Habrán oído la expresión «los recuerdos se agolparon en mi memoria», o, cuando menos, reconocerán la sensación de tener la respuesta a la pregunta de un concurso «en la punta de la lengua» hasta que por fin les viene de repente a la memoria. Pues a eso me estoy refiriendo aquí. Llega un momento en que el recuerdo que causó todo ese reconocimiento recibió una estimulación suficiente y se activó por fin: los fuegos artificiales del vecino han despertado a quienes viven en la casa contigua y estos han encendido todas las luces. La información asociada pasa así a estar disponible.
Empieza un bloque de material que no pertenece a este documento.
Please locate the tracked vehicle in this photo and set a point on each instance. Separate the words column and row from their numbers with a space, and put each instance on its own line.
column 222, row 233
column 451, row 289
Nuestra memoria ha sido así oficialmente «refrescada» y la punta de nuestra lengua puede retomar sus quehaceres normales, que son los de saborear cosas en vez de proporcionar un inverosímil espacio de almacenaje para respuestas banales que no se atreven a salir afuera.
Por lo general, las caras son más memorables que los nombres porque resultan más «tangibles», mientras que, para evocar el nombre de alguien es más probable que necesitemos una recuperación plena del recuerdo concreto y que no baste con un simple reconocimiento. Espero que esta información le deje bien claro, señor lector o señora lectora, que, si volvemos a encontrarnos en una segunda ocasión y yo no me acuerdo de cómo se llama, no es por mala educación.
Aunque, bueno, sí, puede que si se diera una situación así, en lo que al protocolo social respecta, podría decirse que, técnicamente, yo me estaría comportando como un perfecto grosero. Pero ahora, por lo menos, ya sabe por qué.